Nynaeve ne put que soupirer. Penser qu’Élayne avait au moins partiellement raison ne servait pas à grand-chose. Au début, elle avait été persuadée que la soumission des Falmais, au moins partiellement, était une feinte, mais elle n’avait pas découvert la moindre preuve d’une résistance quelconque. Elle avait commencé par chercher avec l’espoir de trouver de l’aide pour libérer Egwene et Min, mais tout le monde avait pris peur à la plus simple allusion que l’on puisse s’opposer aux Seanchans, et elle avait cessé de questionner avant de s’attirer un genre d’attention fâcheux. À la vérité, elle était incapable d’imaginer quels moyens le peuple avait de se rebeller. Des monstres et des Aes Sedai. Comment pouvait-on affronter des monstres et des Aes Sedai ?

Devant elles se dressaient cinq hautes maisons de pierre parmi les plus importantes de la ville, formant ensemble un bloc. À une rue de distance, Nynaeve dénicha un passage étroit à côté d’une boutique de tailleur, d’où elles auraient la possibilité de surveiller au moins quelques-unes des entrées de ces maisons hautes. Impossible d’observer toutes les portes à la fois – elle ne voulait pas courir le risque de laisser Élayne aller seule en contrôler plus – mais s’approcher davantage n’était pas sage. Au-dessus des toits, dans la rue suivante, l’étendard au faucon d’or du Puissant Seigneur Turak claquait au vent.

Seules des femmes entraient et sortaient de ces maisons et la plupart étaient des sul’dams, seules ou avec une damane en remorque. Ces bâtiments avaient été réquisitionnés par les Seanchans pour loger les damanes.

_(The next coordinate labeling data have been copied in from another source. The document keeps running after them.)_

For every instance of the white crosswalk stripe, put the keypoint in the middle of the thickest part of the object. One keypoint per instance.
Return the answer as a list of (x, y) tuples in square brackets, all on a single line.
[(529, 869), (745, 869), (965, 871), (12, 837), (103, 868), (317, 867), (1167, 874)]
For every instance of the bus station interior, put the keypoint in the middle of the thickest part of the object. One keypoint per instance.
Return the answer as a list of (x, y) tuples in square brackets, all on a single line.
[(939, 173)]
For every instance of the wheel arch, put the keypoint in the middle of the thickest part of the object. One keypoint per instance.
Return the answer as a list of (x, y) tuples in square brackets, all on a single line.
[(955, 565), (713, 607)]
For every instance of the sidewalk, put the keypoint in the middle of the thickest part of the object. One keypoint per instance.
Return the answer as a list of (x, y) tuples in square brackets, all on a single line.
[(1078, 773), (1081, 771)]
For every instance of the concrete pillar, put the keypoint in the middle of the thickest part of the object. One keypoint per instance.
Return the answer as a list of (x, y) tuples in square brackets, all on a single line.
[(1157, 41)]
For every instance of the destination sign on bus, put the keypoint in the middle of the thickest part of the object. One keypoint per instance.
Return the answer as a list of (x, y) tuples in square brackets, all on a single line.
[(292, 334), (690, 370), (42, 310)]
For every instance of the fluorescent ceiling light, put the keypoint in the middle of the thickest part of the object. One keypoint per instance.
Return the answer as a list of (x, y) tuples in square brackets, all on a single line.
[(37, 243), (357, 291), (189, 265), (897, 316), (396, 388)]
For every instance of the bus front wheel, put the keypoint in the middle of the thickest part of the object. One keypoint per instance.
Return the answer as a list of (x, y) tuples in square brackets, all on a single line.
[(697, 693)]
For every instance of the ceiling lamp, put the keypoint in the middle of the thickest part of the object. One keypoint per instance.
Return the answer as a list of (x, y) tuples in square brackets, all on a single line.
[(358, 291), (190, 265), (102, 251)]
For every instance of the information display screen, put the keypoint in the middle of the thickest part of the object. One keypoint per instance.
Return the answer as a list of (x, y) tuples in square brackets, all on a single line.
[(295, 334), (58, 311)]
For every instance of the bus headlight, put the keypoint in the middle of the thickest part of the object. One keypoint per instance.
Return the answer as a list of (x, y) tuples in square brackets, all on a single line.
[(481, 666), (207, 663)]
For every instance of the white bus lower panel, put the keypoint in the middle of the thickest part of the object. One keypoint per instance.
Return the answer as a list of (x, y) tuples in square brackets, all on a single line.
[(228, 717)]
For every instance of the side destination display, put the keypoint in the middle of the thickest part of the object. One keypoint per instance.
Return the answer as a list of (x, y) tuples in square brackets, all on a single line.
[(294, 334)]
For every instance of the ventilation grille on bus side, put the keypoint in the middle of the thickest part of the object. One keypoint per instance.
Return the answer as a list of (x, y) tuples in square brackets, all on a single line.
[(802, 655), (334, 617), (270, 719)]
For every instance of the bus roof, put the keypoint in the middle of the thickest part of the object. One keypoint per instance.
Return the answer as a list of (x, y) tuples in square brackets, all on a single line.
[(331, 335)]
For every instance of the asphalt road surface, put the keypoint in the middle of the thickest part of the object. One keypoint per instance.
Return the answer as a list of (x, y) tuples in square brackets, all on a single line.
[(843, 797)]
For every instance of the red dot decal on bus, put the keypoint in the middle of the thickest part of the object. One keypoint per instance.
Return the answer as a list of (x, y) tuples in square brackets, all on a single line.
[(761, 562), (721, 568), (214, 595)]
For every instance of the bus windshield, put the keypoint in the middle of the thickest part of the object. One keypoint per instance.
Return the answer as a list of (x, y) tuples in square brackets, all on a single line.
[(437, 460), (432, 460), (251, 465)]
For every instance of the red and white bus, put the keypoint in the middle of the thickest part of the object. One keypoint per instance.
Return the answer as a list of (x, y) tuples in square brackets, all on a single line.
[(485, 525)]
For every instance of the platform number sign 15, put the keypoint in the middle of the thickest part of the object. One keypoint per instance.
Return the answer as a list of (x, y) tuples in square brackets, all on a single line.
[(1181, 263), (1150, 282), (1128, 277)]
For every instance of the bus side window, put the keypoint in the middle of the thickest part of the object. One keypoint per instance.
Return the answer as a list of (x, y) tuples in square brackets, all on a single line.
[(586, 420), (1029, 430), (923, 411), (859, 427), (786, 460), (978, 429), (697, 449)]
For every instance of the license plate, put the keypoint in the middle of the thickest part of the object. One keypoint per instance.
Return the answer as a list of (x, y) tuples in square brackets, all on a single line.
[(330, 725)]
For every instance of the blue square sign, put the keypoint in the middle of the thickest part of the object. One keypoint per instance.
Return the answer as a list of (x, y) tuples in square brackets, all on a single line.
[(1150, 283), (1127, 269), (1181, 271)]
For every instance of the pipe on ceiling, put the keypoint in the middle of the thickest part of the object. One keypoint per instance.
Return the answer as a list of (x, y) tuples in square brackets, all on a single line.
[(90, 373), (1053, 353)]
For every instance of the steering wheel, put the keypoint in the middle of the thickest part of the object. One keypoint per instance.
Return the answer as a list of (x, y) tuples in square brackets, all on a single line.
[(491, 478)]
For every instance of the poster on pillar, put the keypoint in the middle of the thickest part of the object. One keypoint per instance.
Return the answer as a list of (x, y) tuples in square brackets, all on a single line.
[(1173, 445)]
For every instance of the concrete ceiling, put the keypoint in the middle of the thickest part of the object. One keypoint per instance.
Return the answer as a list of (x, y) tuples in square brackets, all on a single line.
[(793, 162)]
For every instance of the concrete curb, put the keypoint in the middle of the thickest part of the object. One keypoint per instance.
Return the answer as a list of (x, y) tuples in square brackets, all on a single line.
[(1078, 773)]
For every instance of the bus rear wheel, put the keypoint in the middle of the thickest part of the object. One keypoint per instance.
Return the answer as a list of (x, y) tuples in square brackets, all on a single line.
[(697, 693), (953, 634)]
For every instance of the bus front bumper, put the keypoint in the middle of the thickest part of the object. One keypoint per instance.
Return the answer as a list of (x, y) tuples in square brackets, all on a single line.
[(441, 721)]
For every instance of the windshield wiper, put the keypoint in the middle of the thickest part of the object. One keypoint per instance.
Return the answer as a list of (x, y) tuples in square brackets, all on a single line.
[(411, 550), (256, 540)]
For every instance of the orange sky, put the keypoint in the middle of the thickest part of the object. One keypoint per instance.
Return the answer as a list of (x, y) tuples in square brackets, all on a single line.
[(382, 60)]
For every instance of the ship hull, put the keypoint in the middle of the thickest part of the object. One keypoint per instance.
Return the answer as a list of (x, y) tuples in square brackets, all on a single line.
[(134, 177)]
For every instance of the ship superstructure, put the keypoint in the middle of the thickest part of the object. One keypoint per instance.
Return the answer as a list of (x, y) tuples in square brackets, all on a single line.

Egwene devait être là-dedans et probablement Min ; elles n’avaient trouvé aucune trace de cette dernière jusqu’à ce jour, toutefois c’était possible qu’elle soit dissimulée par la foule comme elles-mêmes. Nynaeve avait entendu parler bien des fois de femmes et de jeunes filles qui avaient été enlevées dans la rue ou amenées des villages ; toutes étaient venues dans ces maisons et, si on les revoyait, elles portaient un collier.

S’installant sur un cageot à côté d’Élayne, elle plongea la main dans la poche du manteau de celle-ci pour en retirer une poignée de petites pommes. Il y avait peu de gens du pays dans les rues par ici. Tout le monde savait ce qu’étaient ces maisons et tout le monde les évitait, comme on évitait les écuries où les Seanchans abritaient leurs bêtes. Garder un œil sur les portes entre deux passants n’était pas difficile. Simplement deux femmes s’arrêtant pour manger un morceau ; simplement deux personnes de plus qui n’avaient pas de quoi se payer un repas dans une auberge. Rien pour attirer plus qu’un regard au passage.

Mangeant machinalement, Nynaeve essaya encore une fois d’échafauder un plan. Être en mesure d’ouvrir le collier – si réellement elle y parvenait – ne servait à rien à moins qu’elle ne puisse arriver jusqu’à Egwene. Les pommes n’avaient plus aussi bon goût.